Taipei-based electric scooter company Gogoro has shown interest to invest in Indonesia to develop its electric scooters and components, according to Mr. Harjanto, Indonesia’s directorate general at the industry ministry.
“Gogoro is interested in entering Indonesia’s market. It has a concept for a battery swap, and it has foreseen the development of motorcycles and its components in Indonesia. At the moment, we’re still in discussion,” Harjanto said to reporters on Monday.
Founded in 2011 by Horace Luke and Matt Taylor, Gogoro has secured USD 300 million in its Series C funding, backed by Temasek Holdings, Sumitomo Corporation, Al Gore’s Generation Investment Management, and French’s energy player, ENGIE. The company is not only an e-scooter maker but has also developed infrastructure for battery swapping.

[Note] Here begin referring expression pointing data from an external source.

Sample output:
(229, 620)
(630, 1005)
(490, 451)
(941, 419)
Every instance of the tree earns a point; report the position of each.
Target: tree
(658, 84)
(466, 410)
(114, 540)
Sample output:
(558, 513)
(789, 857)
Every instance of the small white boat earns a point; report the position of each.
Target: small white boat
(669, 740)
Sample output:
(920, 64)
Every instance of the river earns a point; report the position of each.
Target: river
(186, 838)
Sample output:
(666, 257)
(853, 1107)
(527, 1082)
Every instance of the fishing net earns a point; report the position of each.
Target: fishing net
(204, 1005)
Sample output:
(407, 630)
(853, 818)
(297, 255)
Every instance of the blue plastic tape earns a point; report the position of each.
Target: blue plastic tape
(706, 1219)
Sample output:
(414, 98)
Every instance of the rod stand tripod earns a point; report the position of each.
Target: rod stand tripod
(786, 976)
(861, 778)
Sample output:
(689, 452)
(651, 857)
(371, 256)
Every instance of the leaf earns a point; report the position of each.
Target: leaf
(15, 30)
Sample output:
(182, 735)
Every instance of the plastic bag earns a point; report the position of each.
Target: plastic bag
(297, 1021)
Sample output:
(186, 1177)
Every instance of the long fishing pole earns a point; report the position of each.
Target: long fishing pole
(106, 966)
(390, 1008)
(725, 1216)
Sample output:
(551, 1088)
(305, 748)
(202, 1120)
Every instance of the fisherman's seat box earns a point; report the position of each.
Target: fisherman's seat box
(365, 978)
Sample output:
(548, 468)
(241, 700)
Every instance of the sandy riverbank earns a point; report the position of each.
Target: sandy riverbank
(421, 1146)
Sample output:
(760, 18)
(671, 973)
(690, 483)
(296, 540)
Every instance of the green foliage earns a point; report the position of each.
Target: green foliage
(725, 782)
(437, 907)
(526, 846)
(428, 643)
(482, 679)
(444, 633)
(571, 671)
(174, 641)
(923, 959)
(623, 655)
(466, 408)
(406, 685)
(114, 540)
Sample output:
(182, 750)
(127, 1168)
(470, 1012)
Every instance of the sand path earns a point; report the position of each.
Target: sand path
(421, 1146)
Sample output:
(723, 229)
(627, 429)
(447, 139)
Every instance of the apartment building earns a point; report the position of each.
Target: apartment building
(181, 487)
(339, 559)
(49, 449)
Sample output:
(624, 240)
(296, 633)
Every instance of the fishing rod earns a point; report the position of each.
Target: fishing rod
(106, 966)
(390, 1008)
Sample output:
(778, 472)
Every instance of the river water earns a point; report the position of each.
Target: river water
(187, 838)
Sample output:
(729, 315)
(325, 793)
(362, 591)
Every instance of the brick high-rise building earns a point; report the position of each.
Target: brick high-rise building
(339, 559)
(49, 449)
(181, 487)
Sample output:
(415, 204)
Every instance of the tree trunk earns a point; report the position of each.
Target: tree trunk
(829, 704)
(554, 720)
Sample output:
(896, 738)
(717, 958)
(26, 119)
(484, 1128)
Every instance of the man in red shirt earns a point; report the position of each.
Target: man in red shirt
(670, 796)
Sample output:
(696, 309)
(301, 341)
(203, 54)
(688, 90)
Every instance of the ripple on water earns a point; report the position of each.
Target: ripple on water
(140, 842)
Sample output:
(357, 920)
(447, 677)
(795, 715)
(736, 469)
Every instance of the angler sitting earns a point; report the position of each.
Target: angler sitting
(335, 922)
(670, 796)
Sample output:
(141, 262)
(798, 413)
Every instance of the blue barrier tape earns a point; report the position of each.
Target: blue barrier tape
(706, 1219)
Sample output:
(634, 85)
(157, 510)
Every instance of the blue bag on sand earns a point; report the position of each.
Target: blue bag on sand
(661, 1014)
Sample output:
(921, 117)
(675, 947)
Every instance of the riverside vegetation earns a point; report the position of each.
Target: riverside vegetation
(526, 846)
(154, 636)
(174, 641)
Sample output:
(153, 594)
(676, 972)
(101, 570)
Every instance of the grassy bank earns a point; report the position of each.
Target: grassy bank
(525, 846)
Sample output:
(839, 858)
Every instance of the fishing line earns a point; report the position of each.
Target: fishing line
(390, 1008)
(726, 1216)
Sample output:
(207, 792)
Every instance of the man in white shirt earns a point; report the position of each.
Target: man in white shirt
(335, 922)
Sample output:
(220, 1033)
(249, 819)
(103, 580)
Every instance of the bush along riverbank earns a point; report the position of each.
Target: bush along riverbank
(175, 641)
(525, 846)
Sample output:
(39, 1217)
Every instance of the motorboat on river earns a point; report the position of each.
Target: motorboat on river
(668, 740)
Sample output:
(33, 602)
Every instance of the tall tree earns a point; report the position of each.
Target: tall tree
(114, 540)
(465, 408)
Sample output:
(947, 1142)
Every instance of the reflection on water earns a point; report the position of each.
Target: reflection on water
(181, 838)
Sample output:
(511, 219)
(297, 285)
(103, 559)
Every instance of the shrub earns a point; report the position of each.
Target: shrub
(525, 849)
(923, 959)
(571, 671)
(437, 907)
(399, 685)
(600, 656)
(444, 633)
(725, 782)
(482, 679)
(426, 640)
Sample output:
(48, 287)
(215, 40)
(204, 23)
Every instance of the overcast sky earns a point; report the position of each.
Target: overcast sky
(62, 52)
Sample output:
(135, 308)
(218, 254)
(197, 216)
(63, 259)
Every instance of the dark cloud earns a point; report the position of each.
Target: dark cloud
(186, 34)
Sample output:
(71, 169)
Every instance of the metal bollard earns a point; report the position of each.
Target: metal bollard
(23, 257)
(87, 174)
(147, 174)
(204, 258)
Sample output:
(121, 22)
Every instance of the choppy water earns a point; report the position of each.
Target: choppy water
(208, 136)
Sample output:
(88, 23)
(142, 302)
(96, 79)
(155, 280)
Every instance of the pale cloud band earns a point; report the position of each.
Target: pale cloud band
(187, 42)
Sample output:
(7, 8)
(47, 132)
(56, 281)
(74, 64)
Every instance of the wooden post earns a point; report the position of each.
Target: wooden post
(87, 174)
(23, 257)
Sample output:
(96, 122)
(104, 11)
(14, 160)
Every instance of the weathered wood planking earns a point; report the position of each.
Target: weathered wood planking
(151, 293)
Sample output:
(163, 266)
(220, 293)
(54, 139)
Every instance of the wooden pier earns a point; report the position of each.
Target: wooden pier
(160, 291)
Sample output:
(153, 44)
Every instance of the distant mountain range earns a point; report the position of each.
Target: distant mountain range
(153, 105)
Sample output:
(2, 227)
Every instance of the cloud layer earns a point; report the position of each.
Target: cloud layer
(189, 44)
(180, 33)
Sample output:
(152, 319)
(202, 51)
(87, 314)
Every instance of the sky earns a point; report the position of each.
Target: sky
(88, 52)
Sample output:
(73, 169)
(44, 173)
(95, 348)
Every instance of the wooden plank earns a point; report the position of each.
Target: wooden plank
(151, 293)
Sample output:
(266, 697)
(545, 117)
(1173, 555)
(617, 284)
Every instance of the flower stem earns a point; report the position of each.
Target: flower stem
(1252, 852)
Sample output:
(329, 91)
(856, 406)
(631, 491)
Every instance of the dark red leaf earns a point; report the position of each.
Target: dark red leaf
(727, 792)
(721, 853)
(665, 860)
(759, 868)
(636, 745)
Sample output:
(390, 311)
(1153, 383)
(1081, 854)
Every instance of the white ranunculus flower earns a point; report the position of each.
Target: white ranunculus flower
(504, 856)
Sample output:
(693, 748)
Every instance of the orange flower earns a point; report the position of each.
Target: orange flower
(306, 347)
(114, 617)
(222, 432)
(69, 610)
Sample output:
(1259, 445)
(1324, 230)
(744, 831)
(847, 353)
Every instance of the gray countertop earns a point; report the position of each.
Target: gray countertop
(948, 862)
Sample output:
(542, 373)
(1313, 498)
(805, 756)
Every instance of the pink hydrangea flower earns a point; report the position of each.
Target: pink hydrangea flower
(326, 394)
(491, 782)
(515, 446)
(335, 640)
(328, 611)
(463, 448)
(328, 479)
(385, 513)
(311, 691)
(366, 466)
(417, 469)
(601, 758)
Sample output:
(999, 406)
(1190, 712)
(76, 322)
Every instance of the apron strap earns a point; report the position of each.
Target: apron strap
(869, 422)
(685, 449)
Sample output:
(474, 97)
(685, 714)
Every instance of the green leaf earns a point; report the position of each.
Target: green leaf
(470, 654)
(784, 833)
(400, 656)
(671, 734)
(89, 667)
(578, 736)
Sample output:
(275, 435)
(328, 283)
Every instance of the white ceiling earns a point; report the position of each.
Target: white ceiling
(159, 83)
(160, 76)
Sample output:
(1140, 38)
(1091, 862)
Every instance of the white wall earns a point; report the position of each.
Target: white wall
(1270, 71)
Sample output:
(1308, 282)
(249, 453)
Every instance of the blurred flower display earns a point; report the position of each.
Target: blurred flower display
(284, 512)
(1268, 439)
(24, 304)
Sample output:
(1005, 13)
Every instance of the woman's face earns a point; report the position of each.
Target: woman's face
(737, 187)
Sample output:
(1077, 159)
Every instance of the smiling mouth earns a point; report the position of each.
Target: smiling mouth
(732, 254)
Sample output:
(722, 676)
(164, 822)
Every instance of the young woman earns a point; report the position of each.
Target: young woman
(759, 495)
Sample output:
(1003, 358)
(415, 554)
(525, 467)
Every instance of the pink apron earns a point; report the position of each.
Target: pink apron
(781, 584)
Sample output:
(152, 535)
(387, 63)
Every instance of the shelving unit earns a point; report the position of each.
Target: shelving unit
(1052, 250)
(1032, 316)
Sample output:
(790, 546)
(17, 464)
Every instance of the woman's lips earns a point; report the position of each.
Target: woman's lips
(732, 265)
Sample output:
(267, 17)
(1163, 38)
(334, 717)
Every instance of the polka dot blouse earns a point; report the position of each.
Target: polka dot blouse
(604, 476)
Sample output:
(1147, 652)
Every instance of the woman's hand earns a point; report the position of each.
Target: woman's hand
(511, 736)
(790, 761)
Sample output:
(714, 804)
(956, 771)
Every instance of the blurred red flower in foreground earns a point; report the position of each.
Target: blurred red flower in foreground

The firm did not respond to KrASIA request for comments about the potential investment.
Last year, Indonesia issued a regulation to support the electric vehicle (EV) industry in the country, aiming to become an EV hub for Asia and beyond starting from 2022.
Some international automakers such as Hyundai Motor and Toyota Motor have affirmed plans to build new factories in Indonesia. Hyundai announced in November an investment of USD 1.55 billion, while Toyota is also advancing USD 2 billion to develop EVs in Indonesia over the next four years, Reuters reported.
Meanwhile, in the two-wheeler segment, besides Gogoro, local players like Gesit, Viar, and Mego, have shown interest to expand their presence.
“Indonesia will start to support the two-wheeler segment market by this year, and later on will bring more electric cars into the market. We see that companies are ready to produce motorbikes and scale it to the market,” Harjanto said, adding that the demand for electric motorbikes is significant due to the affordable price.
However, the government is still struggling to manage some issues, mainly on battery infrastructure and management. “We are looking at the right formula, wheater to sell the battery included or not in the vehicle, and how to control the battery swap in case the battery won’t be included,” he said.
Indonesia has urged to develop the EV industry to reduce oil and gas consumption. According to national statistics, total vehicles registered in Indonesia by 2017 reached 138,5 million vehicles, with motorbikes accounting for almost 82% of the total.